Furthermore, South Korea and Taiwan’s turn to techno-development was accompanied by the process of democratization, which further contributed to the building of the rule of law and an increasingly inclusive welfare state. Democratization freed the two authoritarian states from having to rely on economic performance as a major source of legitimacy. Democratic institutions constrain how the government can enact and use legal and technical instruments. For example, as I discuss in the book, certain practices of the Chinese state might well be considered unconstitutional or in violation of fundamental legal principles in Taiwan. In comparison, in the Chinese context there are few restrictions on how the Chinese state can enact and use legal and technical instruments to foster techno-development under the rule by law.

 

Dongguan in Guangdong is one of your case studies.  The city used to be considered a success story in attracting foreign direct investment and transforming itself into a competitive labor-intensive manufacturing hub.  About two decades ago, Guangdong’s leadership called for “emptying the cage to bring in new birds” – replacing labor-intensive manufacturing with hi-tech manufacturing.   What has been the outcome of this effort?  How does this case illustrate the advantages or limitations of state-interventionism in moving up the technology ladder?

 

Dongguan is not a successful example of state-led industrial upgrading. When Wang Yang was Guangdong's party secretary, he attempted to evict businesses he considered "low-end." The policy was highly controversial and widely criticized. After Xi took power, local governments initiated numerous political campaigns to crack down on "low-end" businesses in the name of environmental protection, work safety, and violation of construction regulations. These campaigns led to business closures and relocations. 

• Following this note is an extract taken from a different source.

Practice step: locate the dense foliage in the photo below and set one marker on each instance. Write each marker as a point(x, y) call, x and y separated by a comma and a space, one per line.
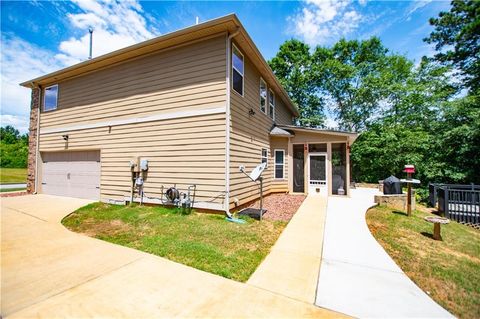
point(423, 114)
point(13, 148)
point(458, 31)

To be sure, many businesses in coastal China had shuttered or moved elsewhere prior to such campaigns due to growing labor costs as well as the 2008 financial crisis. The intensified campaigns against “low-end” business were the last straw. After businesses were closed and relocated, empty factories and buildings were converted into incubators, high-tech industrial parks, and lucrative real estate projects. The “new birds” in Dongguan were Huawei and the real estate industry. In a few relatively remote towns in Dongguan, no new birds moved in after the old birds left.

 

One chapter in the book analyzes policy shifts under Xi Jinping.  How does his technology policy differ from that of his predecessors, especially Jiang Zemin and Hu Jintao?  Based on the logic of the “gilded cage,” what might be the outcomes of his policy?

 

I write about how the Chinese government under Xi's leadership has rewired China's "gilded cage" by creating more laws and regulations. This shift occurred as the government realized that the new "birds" (i.e., China's big-tech companies) were nearly bursting the cage, leading to intolerable threats to financial stability, data security, and national security, especially against the backdrop of rising geopolitical tensions.

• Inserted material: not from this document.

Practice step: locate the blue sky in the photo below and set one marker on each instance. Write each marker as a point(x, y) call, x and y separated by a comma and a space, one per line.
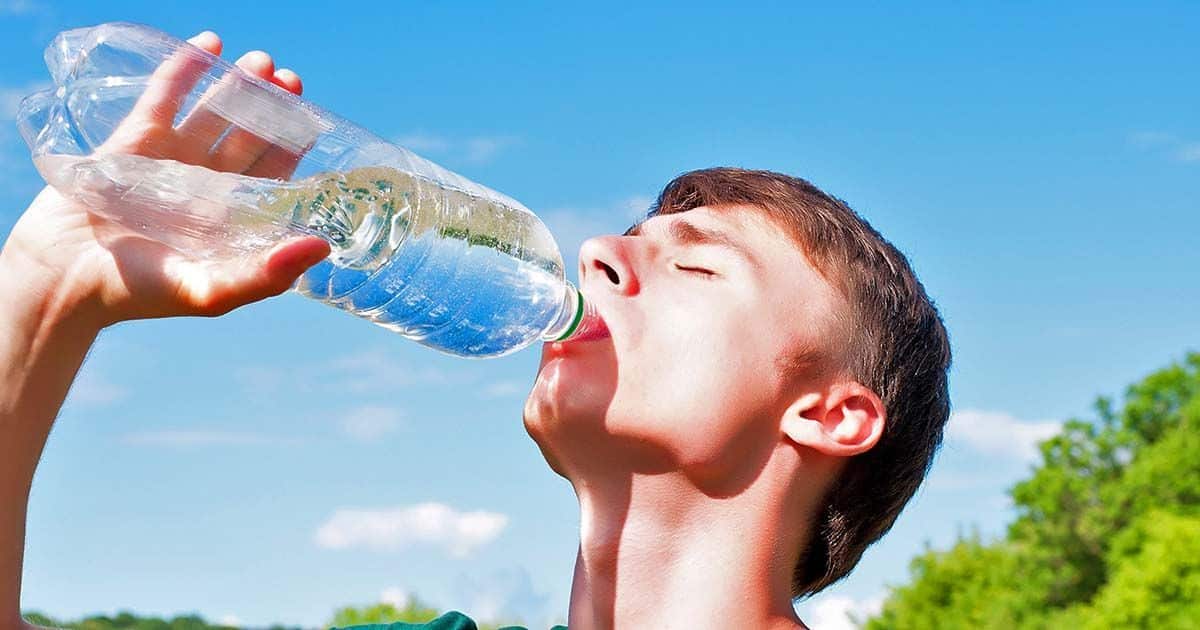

Compared to during the eras of Jiang Zemin and Hu Jintao, the Chinese state under Xi has expanded its instrumental control and has relied more on political campaigns for law enforcement. Xi can be considered a law, technology, and national security person, believing in the instrumental power of law and technology to solve all problems and placing a national priority on national security. As such, his governance style largely relies on instrumental rationality, while the space for communicative rationality has been shrinking. During the Hu Jintao period, there was more room for public discussion and expert/public influence on government policy. Under Xi's leadership, we will continue to see intensified control, increasing uncertainties, and difficulties for everyone to live within the cage and to shape it positively, except for the newly selected "birds" that are perceived to be critical to national security.